Last week, Icahn and Southeastern Asset Management, the second-largest Dell shareholder, released a proposal for Dell to pay a special dividend of $12 per share, either in cash or in new shares. Under that plan, Icahn and Southeastern would seek to build a group holding about one-third of Dell's current shares to take the new shares, with the subsequent dilution giving that group a two-thirds stake in the company.
The special committee of Dell's board overseeing its proposed sale to a group led by private-equity firm Silver Lake Partners and Michael Dell, however, seemed more confused than convinced by Icahn's plan.
"It is not clear to us whether you intend to formulate your transaction as an actual acquisition proposal that the board could evaluate and potentially endorse or accept or rather to propose it as an alternative that the board could consider in the event the pending sale to Silver Lake and Michael Dell is not approved," the committee wrote.

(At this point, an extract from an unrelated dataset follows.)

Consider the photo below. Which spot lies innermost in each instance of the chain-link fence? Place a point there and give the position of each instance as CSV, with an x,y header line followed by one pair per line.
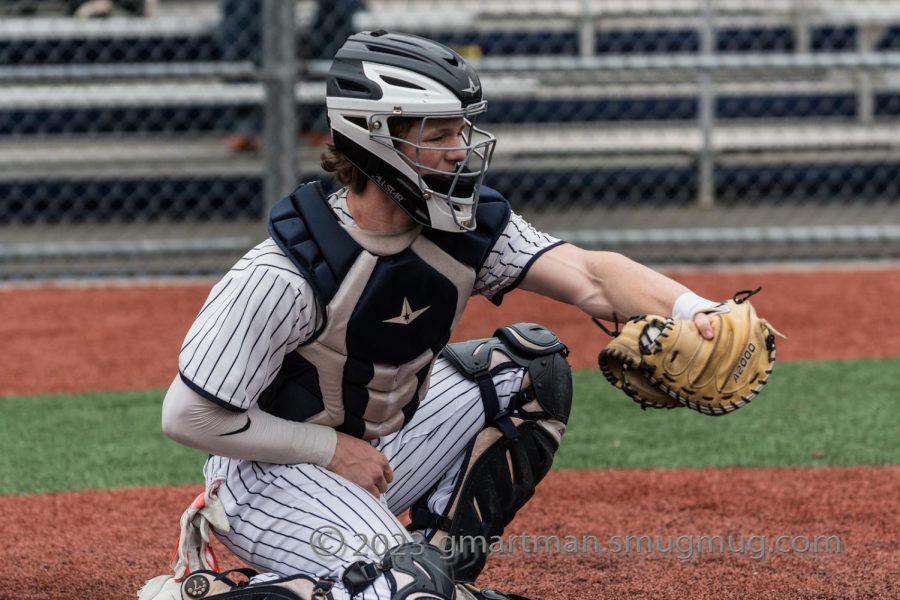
x,y
144,137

The committee also expressed reservations about Icahn's plan to finance the dividends with Dell's existing cash holdings and the sale of its accounts receivable, worrying that those moves would reduce its future cash flow.
Icahn and Southeastern appear unlikely to be deterred, however: In their proposal last week, they blasted the Silver Lake deal, which offers $13.65 per share in cash to take Dell private, as "the great giveaway" and the board itself, and threatened legal action against the company.